Restricted Fields Manipulation
Need
Ensure data integrity and prevent unauthorized information updates.
Context
- Usage of Elixir (1.12.0 and above) for building scalable and fault-tolerant applications
- Usage of Ecto for data access and manipulation
- Usage of Phoenix framework for web request handling
Description
Non compliant code
defmodule MyApp.EmployeeController do
use MyApp, :controller
def update(conn, %{"employee" => employee_params}) do
{:ok, employee} = MyApp.EmployeeContext.update_employee(employee_params)
render(conn, "show.html", employee: employee)
end
end
This Elixir/Phoenix code does not check if the current user has the correct permissions to update the employee data. As a result, an attacker can initiate a request to update the data of any employee, changing critical information.
Steps
- Implement user authentication and permission checks.

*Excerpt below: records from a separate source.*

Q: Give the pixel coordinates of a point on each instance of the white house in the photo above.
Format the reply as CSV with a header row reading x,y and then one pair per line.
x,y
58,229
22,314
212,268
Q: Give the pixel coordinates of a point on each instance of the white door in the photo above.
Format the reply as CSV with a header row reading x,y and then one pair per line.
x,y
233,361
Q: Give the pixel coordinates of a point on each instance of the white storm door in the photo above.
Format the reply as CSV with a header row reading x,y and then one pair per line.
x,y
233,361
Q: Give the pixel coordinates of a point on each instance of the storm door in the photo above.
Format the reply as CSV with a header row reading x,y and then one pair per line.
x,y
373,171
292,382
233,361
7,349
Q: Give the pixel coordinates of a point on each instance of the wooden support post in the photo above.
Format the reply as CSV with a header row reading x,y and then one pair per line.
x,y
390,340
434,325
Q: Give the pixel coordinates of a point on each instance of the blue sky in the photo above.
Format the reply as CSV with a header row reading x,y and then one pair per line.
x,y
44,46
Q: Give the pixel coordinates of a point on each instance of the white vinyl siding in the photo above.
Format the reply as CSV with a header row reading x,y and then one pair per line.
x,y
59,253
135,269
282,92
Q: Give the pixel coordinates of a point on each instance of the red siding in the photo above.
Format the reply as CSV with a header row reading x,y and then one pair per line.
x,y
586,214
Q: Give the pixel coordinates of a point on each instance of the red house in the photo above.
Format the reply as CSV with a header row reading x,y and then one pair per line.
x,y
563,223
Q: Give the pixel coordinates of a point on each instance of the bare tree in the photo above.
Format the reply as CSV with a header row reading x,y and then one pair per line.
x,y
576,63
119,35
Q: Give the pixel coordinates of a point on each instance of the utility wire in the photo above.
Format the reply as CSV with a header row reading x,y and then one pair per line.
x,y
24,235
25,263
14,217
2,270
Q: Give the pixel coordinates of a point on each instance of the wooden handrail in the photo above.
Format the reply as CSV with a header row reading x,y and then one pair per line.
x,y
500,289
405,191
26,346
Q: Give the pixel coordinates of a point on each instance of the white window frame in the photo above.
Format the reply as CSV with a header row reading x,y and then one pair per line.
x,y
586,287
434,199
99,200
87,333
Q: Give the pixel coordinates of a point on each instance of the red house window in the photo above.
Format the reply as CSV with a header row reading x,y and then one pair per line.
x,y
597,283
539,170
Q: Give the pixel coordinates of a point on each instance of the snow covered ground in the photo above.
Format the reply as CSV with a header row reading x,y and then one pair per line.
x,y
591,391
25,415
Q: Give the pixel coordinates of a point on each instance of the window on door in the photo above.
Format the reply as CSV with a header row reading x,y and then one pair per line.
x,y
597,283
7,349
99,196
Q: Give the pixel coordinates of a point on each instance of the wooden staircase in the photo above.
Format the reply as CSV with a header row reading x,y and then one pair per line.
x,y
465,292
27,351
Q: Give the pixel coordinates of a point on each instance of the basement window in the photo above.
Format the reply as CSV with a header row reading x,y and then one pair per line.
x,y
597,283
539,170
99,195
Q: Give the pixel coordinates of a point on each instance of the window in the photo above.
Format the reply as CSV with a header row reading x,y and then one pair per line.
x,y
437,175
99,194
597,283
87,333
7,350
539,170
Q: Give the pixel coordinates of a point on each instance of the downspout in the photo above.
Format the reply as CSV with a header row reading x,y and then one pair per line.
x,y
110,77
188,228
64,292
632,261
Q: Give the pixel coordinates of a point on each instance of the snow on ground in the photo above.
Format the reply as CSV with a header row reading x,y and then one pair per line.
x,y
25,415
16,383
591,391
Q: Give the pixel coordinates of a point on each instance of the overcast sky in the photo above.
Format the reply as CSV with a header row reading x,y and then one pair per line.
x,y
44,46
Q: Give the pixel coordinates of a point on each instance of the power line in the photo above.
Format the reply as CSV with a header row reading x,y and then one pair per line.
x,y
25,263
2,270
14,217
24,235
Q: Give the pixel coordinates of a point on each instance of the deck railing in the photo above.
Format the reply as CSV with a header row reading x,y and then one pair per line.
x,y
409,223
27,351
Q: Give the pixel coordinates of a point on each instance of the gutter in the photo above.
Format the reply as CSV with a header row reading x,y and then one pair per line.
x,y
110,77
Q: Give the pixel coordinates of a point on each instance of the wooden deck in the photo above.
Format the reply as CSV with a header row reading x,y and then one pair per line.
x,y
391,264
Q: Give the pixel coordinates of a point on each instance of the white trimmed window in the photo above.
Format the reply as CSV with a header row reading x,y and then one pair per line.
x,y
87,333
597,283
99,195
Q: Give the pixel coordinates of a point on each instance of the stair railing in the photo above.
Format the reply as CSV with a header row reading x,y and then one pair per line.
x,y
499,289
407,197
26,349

- Before updating the employee data, ensure that the current user has the necessary permissions to do so.
Compliant code
defmodule MyApp.EmployeeController do
use MyApp, :controller
def update(conn, %{"employee" => employee_params}) do
current_user = get_current_user(conn)
if MyApp.EmployeeContext.can_update_employee?(current_user, employee_params["id"]) do
{:ok, employee} = MyApp.EmployeeContext.update_employee(employee_params)
render(conn, "show.html", employee: employee)
else
send_resp(conn, :forbidden, "You are not allowed to update this employee.")
end
end
end
This secure Elixir/Phoenix code example includes a permissions check before updating the employee data. The can_update_employee? function checks if the current user has the necessary permissions to update the specified employee. This prevents an attacker from updating the data of any employee.